Lors de mon voyage, je me suis aventuré le long de la rive orientale du Houston Ship Channel, juste après le Bayland Marina. Je me dirigeai coquilles brisées d'huîtres, des enchevêtrements de ligne de pêche, et herbes des marais qui sifflaient dans la brise venant hors de l'eau. Près des ventilateurs de câble gracieux du Fred Hartman Bridge, je l'ai vu la montée 25 pieds en élévation qui fait Jim Blackburn pense que c'est le site et parfait, géographiquement parlant, peut-être le seul site pour installer les charnières massives de la ville- sauver Centennial Gate. J'ai essayé d'imaginer les grandes portes battantes fermeture et de verrouillage contre la montée des eaux.

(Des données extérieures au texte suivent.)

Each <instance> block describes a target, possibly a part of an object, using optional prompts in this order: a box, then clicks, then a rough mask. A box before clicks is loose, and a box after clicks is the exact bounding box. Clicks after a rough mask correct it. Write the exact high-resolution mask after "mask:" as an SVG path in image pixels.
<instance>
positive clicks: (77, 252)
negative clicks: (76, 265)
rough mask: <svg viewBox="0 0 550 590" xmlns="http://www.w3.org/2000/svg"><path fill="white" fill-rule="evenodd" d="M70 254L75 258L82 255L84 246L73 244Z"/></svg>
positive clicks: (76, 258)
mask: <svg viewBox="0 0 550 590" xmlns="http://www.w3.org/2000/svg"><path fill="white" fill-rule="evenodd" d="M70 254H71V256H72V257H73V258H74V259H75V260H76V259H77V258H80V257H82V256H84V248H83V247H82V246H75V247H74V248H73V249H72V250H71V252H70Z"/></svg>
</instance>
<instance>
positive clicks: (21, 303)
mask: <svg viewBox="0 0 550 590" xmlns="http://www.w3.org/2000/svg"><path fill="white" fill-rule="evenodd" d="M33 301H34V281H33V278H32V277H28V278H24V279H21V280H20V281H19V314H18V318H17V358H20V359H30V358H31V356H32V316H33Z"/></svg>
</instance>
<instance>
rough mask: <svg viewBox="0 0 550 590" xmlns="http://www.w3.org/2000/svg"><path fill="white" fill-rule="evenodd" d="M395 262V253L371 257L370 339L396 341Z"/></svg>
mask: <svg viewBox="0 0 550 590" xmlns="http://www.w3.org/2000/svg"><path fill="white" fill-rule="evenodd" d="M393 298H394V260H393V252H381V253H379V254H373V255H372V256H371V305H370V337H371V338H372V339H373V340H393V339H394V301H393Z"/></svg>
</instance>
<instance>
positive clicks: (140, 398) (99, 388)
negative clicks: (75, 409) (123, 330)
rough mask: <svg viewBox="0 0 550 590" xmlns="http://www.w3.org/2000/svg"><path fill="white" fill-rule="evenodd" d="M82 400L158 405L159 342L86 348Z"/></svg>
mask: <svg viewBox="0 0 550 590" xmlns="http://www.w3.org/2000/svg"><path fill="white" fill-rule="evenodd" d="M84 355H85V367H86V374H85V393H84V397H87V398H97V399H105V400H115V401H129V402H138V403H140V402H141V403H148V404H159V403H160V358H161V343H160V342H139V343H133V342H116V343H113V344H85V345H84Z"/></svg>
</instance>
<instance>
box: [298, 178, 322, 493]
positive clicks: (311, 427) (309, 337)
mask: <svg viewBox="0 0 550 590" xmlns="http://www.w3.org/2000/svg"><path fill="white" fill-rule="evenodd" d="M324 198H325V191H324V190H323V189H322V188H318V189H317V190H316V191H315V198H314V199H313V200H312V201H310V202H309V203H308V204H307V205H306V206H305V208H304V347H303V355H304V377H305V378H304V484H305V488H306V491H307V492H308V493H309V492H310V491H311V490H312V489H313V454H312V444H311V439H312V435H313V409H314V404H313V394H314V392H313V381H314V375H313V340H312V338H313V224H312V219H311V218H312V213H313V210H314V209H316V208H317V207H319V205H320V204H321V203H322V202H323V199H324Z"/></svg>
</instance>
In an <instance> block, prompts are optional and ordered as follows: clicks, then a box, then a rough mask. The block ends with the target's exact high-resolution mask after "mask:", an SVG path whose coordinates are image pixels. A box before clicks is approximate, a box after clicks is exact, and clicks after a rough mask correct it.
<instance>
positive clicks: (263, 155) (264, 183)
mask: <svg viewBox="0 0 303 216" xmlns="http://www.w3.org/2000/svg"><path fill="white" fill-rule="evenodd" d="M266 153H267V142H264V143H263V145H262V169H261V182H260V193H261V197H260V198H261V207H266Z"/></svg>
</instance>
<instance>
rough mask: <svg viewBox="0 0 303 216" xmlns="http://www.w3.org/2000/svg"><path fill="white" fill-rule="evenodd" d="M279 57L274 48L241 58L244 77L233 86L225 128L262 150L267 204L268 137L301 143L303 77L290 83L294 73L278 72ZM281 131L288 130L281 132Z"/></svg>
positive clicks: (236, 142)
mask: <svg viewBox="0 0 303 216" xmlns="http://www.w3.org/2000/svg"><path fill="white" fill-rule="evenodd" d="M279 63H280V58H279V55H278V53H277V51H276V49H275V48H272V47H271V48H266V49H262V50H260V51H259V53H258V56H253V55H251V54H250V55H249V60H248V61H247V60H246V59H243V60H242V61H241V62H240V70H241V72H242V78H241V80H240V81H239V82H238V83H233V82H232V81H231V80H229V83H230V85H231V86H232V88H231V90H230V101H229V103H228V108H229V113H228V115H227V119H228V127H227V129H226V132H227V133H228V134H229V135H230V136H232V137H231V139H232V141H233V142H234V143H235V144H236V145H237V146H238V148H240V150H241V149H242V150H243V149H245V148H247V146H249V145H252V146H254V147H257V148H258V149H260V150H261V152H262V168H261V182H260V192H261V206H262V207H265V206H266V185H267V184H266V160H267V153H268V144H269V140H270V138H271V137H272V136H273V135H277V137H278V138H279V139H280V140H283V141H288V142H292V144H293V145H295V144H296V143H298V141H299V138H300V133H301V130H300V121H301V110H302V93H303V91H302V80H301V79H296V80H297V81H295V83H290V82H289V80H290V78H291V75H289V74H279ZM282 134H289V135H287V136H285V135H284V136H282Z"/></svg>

Une barge passa par là, traînant un sillage de cailloux. Les grues des navires à la hauteur des gratte-ciel se dressaient comme des oiseaux de rivage sur la rive opposée. De l'autre côté du chenal, je pouvais voir l'horizon industriel des cheminées industrielles et des sta- ges pétroliers qui dépassait les limites de la ville, et donc hors de la portée juridictionnelle de Parker, ou du prochain maire de Houston, ou du suivant. Ces cheminées et réservoirs d'huile ont construit cet endroit. Maintenant, eux, et les produits et les émissions qu'ils génèrent perpétuellement, sont impliqués dans le pire scénario qui menace de transformer Houston en une zone sinistrée - à moins que les politiciens, les leaders industriels, les ingénieurs civils et les citoyens puissent se réunir pour créer un scénario différent. . Comme l'a dit Annise Parker, succinctement mais avec précision: «Cinquante pour cent de l'économie de cette ville est basée sur l'industrie pétrolière, en amont et en aval. Mais nous devons tous vivre ici. "

Cet article a été publié dans Sur Terre,
Le magazine du Natural Resources Defense Council


À propos des auteurs

Hargrove BrantleyBrantley Hargrove est un journalistwrites basée à Dallas sur la criminalité, l'environnement, la politique, et de l'huile et du gaz pour des publications comme D Magazine, observateur de Dallas, et Texas Monthly. Il travaille actuellement sur un livre pour Simon & Schuster, qui sortira dans 2016, sur Tim Samaras, chasseur de tempêtes et chercheur, qui a été tué par une tornade d'Oklahoma dans 2013.

Biesinger RaymondRaymond Biesinger utilise des objets physiques, une géométrie complexe et son diplôme en histoire politique européenne et nord-américaine pour créer ses images. Basé à Montréal, il a travaillé sur plus de 10 projets 1,000 sur les cinq continents pour des publications telles que Habiter, Monocle, New Scientist, The New Yorker, Le New York Times biologique et WIRED.